The investigators then did a similar analysis using only studies in which patients had been matched to healthy individuals of the same sex and approximately the same age. The findings showed that those with Parkinson’s had lower levels of glutamate and taurine — which has many diverse biological functions, including serving as a neurotransmitter in the brain — and higher levels of tyrosine in their CSF compared with controls.
Next, studies that compared amino acid levels in the blood were evaluated. The researchers did a pooled analysis of the 18 studies comparing the levels of 36 amino acids found in the blood of Parkinson’s patients and matched healthy people (controls). These results showed that individuals with the disease tended to have lower levels of aspartate, serine, tryptophan, and lysine compared with the healthy controls. The Parkinson’s patients also had higher levels of proline and homocysteine compared with the controls. These amino acids, like all building blocks of proteins and peptides, become essential under certain conditions.

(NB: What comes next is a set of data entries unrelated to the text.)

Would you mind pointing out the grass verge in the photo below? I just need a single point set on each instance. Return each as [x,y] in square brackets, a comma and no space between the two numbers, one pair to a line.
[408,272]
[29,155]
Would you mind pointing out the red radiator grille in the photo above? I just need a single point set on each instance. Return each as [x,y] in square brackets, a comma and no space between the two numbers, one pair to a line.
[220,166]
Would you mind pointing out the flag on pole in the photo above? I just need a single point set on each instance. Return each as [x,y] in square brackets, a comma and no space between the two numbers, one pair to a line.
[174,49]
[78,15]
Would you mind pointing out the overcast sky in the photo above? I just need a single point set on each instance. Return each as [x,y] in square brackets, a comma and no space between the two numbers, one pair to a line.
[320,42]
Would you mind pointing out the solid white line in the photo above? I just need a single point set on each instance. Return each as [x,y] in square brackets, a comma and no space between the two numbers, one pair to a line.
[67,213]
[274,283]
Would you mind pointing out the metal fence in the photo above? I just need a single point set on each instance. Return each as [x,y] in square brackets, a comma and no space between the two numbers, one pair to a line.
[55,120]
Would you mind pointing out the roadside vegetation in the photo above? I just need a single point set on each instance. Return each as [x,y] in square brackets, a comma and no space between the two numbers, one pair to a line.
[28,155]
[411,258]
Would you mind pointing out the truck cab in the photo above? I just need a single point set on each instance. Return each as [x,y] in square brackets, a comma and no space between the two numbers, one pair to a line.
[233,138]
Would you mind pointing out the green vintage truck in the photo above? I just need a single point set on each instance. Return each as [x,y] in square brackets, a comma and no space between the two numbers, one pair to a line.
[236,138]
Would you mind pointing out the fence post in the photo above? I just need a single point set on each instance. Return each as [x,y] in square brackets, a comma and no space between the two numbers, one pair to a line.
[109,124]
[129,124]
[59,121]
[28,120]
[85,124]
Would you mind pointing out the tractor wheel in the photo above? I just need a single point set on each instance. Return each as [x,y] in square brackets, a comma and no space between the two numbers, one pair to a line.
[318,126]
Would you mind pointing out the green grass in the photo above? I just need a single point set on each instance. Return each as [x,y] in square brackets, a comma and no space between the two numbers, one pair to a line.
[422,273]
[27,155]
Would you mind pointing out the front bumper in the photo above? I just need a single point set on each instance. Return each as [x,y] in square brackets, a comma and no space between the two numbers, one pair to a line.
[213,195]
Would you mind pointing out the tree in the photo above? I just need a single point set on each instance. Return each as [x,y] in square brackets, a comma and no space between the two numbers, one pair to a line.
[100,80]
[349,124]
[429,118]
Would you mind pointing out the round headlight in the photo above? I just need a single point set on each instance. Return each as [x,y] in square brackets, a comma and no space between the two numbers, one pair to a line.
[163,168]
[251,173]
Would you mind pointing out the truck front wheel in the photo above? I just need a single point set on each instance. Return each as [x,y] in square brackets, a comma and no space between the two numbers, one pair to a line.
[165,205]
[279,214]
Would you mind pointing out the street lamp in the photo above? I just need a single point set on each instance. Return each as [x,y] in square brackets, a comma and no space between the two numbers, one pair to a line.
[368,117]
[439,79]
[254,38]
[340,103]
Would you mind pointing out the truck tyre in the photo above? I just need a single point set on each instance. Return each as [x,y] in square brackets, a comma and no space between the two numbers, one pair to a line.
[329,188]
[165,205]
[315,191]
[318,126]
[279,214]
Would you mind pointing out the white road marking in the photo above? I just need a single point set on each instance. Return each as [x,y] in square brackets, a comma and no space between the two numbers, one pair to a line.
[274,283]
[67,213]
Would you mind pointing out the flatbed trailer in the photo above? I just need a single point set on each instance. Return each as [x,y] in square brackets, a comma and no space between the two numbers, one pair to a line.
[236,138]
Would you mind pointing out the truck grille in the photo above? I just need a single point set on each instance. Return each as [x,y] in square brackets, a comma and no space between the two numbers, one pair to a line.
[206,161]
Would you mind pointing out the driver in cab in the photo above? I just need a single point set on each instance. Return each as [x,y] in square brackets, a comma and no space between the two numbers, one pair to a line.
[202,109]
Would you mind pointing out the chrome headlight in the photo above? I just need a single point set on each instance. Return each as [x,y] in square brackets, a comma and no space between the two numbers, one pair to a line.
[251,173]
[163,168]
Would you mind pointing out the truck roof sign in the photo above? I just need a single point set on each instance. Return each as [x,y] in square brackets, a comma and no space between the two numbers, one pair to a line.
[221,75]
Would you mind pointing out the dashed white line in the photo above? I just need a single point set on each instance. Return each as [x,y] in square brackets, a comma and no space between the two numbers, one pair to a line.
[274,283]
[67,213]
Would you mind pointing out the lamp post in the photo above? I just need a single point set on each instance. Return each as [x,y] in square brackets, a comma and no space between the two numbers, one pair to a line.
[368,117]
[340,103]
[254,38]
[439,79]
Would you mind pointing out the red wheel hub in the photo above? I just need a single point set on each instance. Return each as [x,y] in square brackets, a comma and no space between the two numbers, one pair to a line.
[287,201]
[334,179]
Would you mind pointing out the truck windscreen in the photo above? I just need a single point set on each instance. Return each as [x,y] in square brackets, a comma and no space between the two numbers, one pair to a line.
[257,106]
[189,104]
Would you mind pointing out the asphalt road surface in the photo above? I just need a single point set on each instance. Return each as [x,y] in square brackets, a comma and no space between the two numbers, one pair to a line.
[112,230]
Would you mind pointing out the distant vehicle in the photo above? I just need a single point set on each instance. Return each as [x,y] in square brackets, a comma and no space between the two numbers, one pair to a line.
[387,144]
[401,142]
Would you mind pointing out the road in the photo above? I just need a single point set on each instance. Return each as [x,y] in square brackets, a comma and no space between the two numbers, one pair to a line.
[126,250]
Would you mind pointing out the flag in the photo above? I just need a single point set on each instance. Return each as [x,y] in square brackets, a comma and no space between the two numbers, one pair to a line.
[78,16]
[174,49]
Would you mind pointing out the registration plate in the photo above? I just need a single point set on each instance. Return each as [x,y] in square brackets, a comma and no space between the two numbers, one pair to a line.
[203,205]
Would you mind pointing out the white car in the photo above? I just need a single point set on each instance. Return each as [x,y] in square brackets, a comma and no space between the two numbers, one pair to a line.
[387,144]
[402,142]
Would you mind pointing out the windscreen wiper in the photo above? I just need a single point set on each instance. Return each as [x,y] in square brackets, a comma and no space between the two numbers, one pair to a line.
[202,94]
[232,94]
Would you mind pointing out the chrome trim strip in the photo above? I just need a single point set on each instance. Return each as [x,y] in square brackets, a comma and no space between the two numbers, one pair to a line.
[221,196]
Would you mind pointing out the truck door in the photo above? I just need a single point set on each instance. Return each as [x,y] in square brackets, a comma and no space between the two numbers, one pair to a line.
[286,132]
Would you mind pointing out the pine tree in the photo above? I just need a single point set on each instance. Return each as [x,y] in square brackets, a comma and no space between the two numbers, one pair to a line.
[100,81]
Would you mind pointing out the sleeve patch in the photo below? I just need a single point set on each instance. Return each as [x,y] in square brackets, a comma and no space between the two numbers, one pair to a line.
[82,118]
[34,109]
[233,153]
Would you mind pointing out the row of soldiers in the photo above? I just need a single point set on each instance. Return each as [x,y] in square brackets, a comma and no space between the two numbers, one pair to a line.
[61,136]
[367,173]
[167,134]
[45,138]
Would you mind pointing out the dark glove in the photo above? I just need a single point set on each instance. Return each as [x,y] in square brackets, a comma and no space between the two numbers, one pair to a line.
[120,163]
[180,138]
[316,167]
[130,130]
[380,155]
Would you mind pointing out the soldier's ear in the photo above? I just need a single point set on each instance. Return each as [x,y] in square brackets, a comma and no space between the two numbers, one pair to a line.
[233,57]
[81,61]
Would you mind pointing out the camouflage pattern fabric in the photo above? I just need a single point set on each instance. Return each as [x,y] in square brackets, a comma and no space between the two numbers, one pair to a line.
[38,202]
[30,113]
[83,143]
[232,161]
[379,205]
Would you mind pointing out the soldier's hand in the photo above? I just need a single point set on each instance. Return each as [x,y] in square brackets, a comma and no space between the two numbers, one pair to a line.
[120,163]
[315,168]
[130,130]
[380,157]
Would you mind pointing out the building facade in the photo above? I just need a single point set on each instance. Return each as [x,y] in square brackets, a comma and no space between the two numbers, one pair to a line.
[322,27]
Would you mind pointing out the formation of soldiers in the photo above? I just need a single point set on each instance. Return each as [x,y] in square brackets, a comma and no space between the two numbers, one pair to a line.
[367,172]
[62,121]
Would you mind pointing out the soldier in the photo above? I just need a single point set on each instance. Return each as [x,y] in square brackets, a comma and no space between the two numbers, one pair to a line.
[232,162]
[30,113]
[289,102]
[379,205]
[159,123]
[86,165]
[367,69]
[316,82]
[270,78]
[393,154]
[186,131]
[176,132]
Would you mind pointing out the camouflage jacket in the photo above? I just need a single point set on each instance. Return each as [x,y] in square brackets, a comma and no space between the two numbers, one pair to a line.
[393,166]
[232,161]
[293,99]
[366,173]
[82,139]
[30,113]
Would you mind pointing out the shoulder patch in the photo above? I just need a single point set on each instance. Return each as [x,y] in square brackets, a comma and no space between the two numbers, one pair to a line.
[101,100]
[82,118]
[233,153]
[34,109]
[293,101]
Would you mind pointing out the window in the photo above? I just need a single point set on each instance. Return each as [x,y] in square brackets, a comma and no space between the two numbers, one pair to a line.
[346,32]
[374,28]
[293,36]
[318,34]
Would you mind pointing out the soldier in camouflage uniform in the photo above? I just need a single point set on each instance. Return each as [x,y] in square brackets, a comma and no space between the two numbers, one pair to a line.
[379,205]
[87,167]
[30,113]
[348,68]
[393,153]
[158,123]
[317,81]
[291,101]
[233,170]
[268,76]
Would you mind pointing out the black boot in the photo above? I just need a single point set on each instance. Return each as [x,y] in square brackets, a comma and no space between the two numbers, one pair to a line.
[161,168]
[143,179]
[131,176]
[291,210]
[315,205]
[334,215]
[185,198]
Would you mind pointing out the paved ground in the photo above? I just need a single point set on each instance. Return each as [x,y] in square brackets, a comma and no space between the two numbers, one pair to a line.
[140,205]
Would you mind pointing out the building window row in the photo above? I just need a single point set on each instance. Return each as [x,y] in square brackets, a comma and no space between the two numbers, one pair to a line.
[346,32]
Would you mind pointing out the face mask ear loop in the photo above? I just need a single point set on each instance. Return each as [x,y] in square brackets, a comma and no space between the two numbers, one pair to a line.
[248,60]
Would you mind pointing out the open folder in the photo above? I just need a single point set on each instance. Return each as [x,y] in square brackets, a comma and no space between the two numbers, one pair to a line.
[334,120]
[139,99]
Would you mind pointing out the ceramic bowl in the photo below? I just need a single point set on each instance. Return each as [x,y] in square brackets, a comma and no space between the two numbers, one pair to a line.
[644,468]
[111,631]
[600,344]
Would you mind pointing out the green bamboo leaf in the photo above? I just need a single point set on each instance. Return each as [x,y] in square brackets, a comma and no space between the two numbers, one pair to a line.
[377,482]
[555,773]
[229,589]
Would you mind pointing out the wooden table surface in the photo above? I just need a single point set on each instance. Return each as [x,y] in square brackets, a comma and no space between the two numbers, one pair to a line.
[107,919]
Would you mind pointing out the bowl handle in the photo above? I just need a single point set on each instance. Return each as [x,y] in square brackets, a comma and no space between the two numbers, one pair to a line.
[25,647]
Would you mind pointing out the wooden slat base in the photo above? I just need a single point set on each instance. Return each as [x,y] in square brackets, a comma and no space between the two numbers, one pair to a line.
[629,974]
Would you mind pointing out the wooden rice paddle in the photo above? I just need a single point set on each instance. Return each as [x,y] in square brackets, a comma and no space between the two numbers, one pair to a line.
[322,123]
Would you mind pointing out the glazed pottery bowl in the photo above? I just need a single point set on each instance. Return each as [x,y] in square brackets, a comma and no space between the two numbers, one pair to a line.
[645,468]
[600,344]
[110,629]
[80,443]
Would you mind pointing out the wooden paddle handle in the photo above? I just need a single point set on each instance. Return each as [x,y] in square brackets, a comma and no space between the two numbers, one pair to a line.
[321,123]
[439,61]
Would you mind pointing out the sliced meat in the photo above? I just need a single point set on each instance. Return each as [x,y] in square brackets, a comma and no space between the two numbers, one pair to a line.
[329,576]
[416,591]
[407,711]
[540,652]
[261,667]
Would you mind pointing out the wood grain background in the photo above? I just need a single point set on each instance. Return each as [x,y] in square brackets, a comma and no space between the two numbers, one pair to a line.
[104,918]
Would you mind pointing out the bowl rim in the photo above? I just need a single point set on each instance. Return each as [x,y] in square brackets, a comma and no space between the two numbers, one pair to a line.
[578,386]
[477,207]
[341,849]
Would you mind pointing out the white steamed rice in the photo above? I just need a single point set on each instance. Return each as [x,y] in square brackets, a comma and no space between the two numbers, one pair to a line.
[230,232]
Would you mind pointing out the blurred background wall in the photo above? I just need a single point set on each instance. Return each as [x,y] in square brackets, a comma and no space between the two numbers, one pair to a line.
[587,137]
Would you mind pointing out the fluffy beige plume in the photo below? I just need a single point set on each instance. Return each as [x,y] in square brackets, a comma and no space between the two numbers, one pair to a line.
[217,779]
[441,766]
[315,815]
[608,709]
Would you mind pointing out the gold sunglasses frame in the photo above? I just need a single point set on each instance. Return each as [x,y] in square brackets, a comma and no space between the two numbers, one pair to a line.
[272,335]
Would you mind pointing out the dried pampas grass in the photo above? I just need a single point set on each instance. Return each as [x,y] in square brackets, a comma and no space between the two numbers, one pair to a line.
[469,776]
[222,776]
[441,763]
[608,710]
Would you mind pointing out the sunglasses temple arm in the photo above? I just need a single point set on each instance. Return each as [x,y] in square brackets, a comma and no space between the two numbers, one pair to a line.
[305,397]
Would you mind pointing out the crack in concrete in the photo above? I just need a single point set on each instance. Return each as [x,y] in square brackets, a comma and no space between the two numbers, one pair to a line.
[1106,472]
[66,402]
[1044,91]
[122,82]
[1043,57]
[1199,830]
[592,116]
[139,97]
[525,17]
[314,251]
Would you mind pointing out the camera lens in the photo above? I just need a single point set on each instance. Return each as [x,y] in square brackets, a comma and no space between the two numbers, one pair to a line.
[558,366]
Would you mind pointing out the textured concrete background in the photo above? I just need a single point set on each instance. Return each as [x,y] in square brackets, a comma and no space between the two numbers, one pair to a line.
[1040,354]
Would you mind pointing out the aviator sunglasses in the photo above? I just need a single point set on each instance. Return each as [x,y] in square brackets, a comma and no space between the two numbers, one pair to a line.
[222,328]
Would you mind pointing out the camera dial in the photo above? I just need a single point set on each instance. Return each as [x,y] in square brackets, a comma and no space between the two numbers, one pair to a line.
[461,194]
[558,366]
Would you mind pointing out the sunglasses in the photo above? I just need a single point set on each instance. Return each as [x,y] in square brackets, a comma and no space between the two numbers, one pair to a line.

“Despite limitations of this study due to the important variability of results between different series, our findings suggest the value of CSF or serum/plasma levels of several amino acids in the discrimination of PD [Parkinson’s disease] patients from healthy subjects,” the researchers wrote.
The investigators noted that future studies attempting to establish amino acids as biomarkers of Parkinson’s should follow a large number of patients and matched controls over a long period of time. Such studies also need to ensure that the collection and handling of CSF and blood samples are performed regularly using the same conditions.